A commodity chegou a oscilar no início da manhã, porém firmou alta após fontes iemenitas afirmarem à agência Fars que as lideranças do país devem emitir um comunicado anunciando uma operação militar de grande escala.
Os houthis do Iêmen têm realizado ataques contra a Arábia Saudita e colocado em risco o tráfego de navios no Mar Vermelho.

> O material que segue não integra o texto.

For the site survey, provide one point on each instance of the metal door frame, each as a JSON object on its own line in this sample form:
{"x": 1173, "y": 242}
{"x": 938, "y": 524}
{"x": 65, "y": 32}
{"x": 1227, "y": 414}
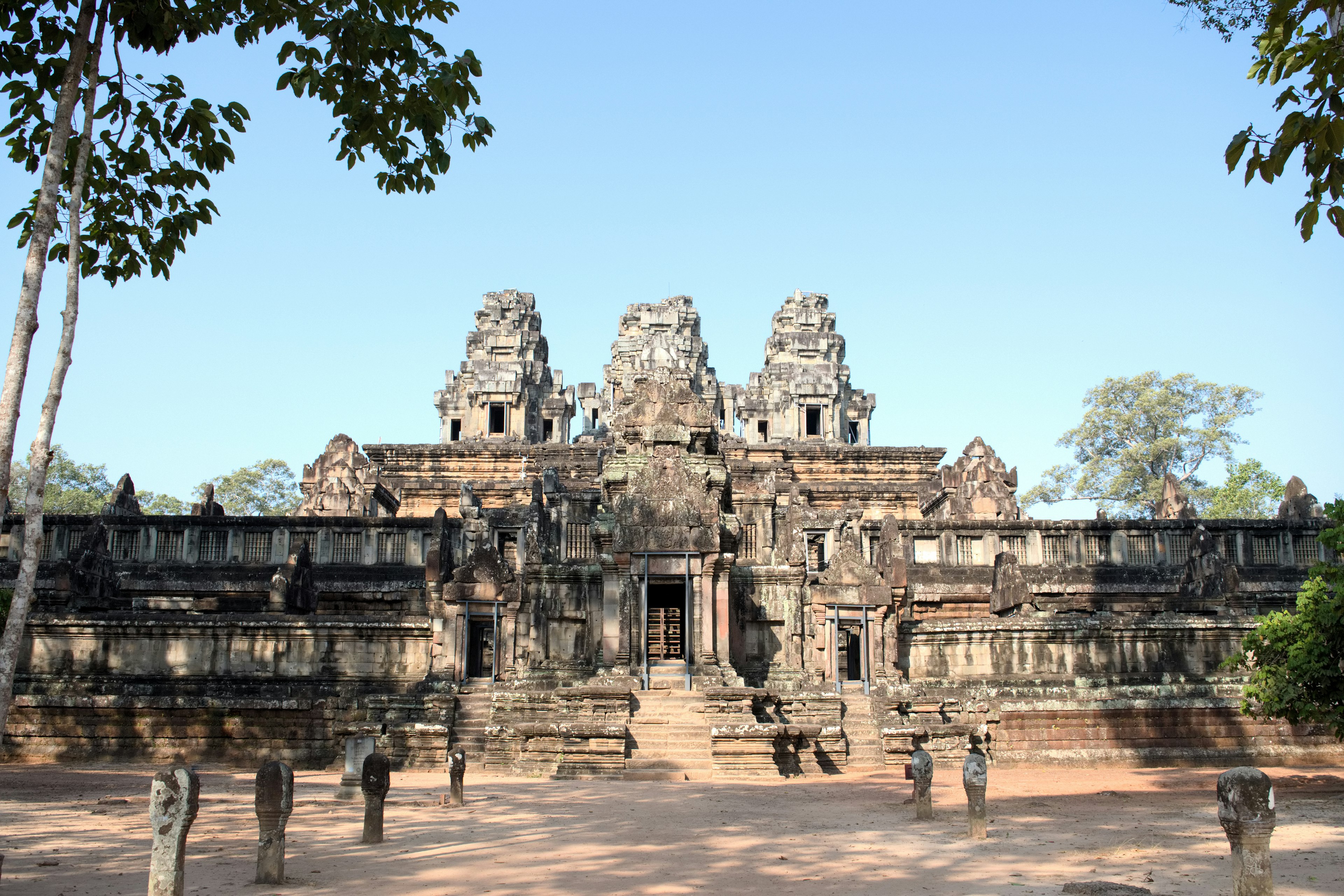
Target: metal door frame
{"x": 687, "y": 618}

Também deu impulso ao petróleo a divulgação de um esboço do acordo que seria firmado entre Irã e Omã para a administração conjunta do Estreito de Ormuz. Segundo a Fars, os termos proíbem a navegação de navios dos Estados Unidos, Israel e "países hostis", além de estabelecer uma multa de 20% para embarcações que violem as novas regras de trânsito na via marítima.Para o analista do Price Futures Group, Phil Flynn, é necessário cautela e uma reabertura duradoura é incerta, uma vez que o memorando de entendimento de junho também previa reabrir Ormuz. "Irã e EUA ainda divergem sobre se estão negociando diretamente, quem controlaria as rotas de navegação e se alguma taxa de trânsito é aceitável".Em paralelo, a Ucrânia atingiu nesta quinta-feira instalações de petróleo no interior da Rússia em ataques noturnos. Kiev e Moscou têm adotado uma campanha para minar a economia de guerra um do outro.Enquanto isso, a Fitch Ratings manteve sua projeção de preço base para o petróleo Brent em US$ 87 por barril, em média, para 2026.